1. I am not able to join the 2 data sets on the key variable : Product
It always gives me insufficient memory error in log. Tried to run it on first 40 obs then also it did not work.
2. I have to create a data set which has the details of calls for only 3 selected months keeping everything else same.
Since loops are not allowed in proc sql, can anyone please help me out how to go about it?
10-14-2015 01:48 AM
10-14-2015 01:57 AM
for joining of the data sets i used the code:
select c.*, s.*
from cnl as c right join smb as s
on s.product_id = c.product_id;
the size of smb is 1.2 gb and cnl is a few kbs.
for the second part where I need usage for only 3 selected months I do not know how to go about it. Please help.

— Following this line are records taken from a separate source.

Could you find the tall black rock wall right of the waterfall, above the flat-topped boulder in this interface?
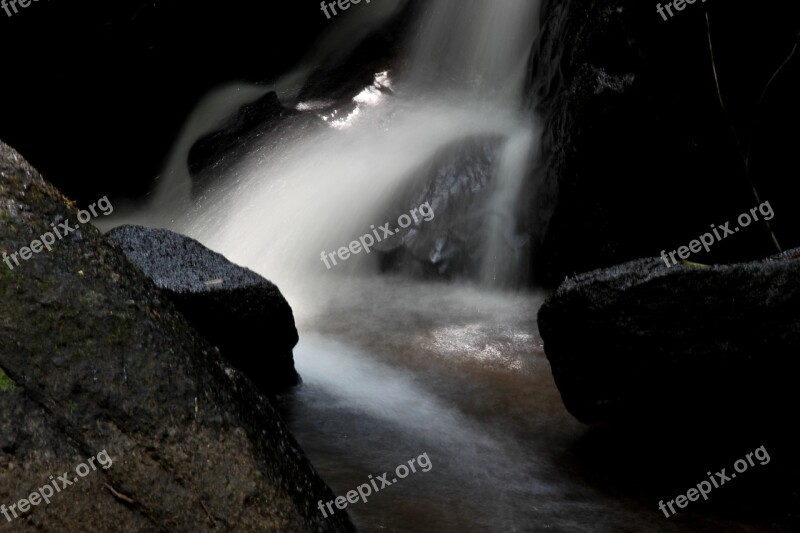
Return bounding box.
[530,0,800,286]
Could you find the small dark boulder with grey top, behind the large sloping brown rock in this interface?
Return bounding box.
[106,222,300,393]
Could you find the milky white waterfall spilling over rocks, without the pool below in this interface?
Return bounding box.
[115,0,538,296]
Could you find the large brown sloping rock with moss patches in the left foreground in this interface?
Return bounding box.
[0,139,353,532]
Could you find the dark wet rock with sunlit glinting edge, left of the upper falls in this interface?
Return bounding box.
[188,0,416,196]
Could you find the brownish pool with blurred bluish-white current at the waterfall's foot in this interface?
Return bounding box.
[283,277,757,532]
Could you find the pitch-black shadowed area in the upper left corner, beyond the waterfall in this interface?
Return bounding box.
[0,0,333,203]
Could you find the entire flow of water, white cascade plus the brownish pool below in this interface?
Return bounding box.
[106,0,664,532]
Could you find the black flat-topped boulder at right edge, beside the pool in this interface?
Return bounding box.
[539,250,800,423]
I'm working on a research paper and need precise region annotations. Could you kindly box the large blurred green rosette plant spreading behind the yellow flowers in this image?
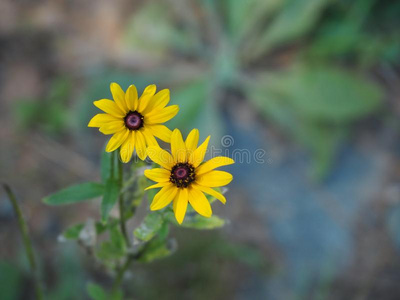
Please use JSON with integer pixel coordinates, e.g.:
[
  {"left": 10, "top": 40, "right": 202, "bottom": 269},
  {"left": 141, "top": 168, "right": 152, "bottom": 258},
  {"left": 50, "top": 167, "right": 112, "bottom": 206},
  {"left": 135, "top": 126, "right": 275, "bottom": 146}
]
[{"left": 77, "top": 0, "right": 400, "bottom": 179}]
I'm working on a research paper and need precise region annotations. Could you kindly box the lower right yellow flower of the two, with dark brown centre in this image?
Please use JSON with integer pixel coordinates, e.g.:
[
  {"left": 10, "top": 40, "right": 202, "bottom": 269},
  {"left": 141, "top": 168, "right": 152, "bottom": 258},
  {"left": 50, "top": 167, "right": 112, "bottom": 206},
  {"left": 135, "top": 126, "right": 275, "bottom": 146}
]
[{"left": 144, "top": 129, "right": 234, "bottom": 224}]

10-14-2015 04:40 AM - edited 10-14-2015 04:47 AM
Not sure why you're running out of memory. For the SQL you've posted an alternative approach which should perform better would be using a hash lookup table. Condition for below code to work properly (as well as for your SQL): PRODUCT_ID is the primary key in both tables.

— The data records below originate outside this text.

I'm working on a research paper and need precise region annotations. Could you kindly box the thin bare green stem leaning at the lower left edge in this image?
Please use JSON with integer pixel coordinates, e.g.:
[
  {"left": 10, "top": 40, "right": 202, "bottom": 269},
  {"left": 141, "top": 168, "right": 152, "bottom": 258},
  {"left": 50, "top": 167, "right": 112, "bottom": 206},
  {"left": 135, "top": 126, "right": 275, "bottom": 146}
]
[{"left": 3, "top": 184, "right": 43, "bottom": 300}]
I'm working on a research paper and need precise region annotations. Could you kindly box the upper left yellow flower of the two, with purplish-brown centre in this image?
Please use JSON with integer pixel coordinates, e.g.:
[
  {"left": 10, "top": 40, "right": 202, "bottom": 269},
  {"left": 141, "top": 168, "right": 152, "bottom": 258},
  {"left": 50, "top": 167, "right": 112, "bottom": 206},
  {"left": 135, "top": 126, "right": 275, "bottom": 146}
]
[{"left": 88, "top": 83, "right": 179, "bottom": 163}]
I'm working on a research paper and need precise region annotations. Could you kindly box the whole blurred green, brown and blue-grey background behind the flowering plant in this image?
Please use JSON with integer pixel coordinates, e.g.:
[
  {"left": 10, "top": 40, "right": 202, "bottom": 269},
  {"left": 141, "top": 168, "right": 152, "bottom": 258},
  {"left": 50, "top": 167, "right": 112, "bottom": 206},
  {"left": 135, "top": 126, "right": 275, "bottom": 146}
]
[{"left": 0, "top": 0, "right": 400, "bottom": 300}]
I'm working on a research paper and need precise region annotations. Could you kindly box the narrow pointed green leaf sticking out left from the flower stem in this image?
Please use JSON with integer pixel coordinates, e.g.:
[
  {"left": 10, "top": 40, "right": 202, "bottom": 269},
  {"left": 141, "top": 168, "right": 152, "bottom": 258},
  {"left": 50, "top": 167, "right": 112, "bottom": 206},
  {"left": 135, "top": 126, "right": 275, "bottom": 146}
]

data want(drop=_rc); if _n_=1 then do; if 0 then set cnl; dcl hash h (dataset:'cnl'); h.defineKey('product_id'); h.defineData(all:'y'); h.defineDone(); end; call missing(of _all_); set smb; _rc=h.find(); run;
10-14-2015 10:23 AM
First thing with any date related topic: are you dates SAS date valued variables? That makes anything related to dates much easier in 99.9% of cases.